Similarly, students in the Heating, Ventilation, Air Conditioning & Refrigeration Program will benefit from new refrigeration and heat pump trainers that will “simulate problems the students will face as HVAC/R technicians and allow them to observe and better understand the conditions inside a refrigeration system,” said teacher Tim Duane.
“BOCES has taken it to another level with the opening of the new Career & Technical Education Center at the Albany Campus,” said Brian Hemlock, president of TCI NY, a recycling company in Coeymans. “Through our partnership with Capital Region BOCES, students come to us ready to work and with this new facility they will be even more equipped with the skills they need to be successful.”
BOCES has a history of working with businesses who are struggling to find qualified employees.
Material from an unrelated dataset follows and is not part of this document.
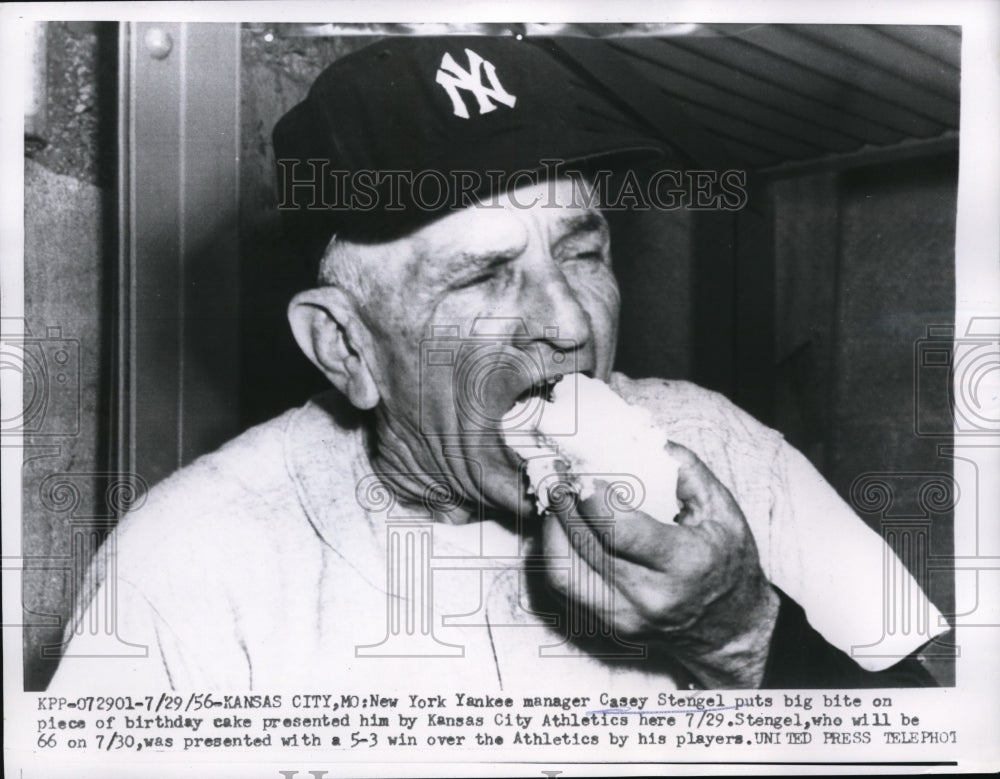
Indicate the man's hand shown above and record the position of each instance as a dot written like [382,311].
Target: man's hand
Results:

“Because of our close relationship with business leaders around this region, we are able to prepare our students for the most in-demand jobs now, as well as the jobs that will be in high demand in the years to come,” said Capital Region BOCES Senior Executive Officer Joseph P. Dragone. “This is one of the largest, if not the largest, workforce training hubs in New York state.”
Students attending BOCES prepare for their careers through a combination of hands-on learning and work-based learning that teaches them not only the skills they need, but also provides them with industry connections and experience that is crucial to their future success
“Transitioning from Capital Region BOCES to my job at Albany Medical Center was smooth. I already knew the scenery and how to do my job, and thanks to BOCES had made the connections I needed to be hired and be successful,” said Carrera Meyer-Hill, a 2021 graduate of the BOCES Sterile Processing Technician Program, who now prepares medical instruments for surgeries at the hospital.
There was a ribbon cutting ceremony on Tuesday, Aug. 16.
“The opportunity that kids can have to explore in this facility is amazing,” added Daniel McCoy, Albany County Executive. “BOCES is truly changing people’s lives.”
The former Tech Center was located about a mile away on Watervliet Shaker Road. BOCES outgrew that facility and with no room to expand, opted to build new. Earlier this month voters approved selling the complex and in May, voters in the South Colonie School District approved spending up to $1.9 million to purchase the site for a new bus garage and maintenance headquarters.
The 38-plus acres of land, owned and developed by Rosetti Acquisitions, is part of the Shaker Historic District and was once farmlands of the Shaker’s West Family. Many of the adjacent apartment buildings — and the old barn on the road leading to Afrim’s Sports Park — date to when the Shakers flourished in Colonie. The main Shaker site is located across Watervliet Shaker Road, about a mile away on Heritage Lane.
To help mitigate the impacts, BOCES had agreed to install a permanent display in both buildings demonstrating the technologies developed by the Shakers and how they were used in farming and agriculture and to educate students and viewers on the relationship of the Shakers to the surrounding communities and how they relate to the community today. BOCES had also agreed to use its students and technology to produce multi-media materials to help enhance Shaker Heritage Society educational programs.
Classes will begin at the new facility along with the start of school at districts across the Capital District on Sept. 6.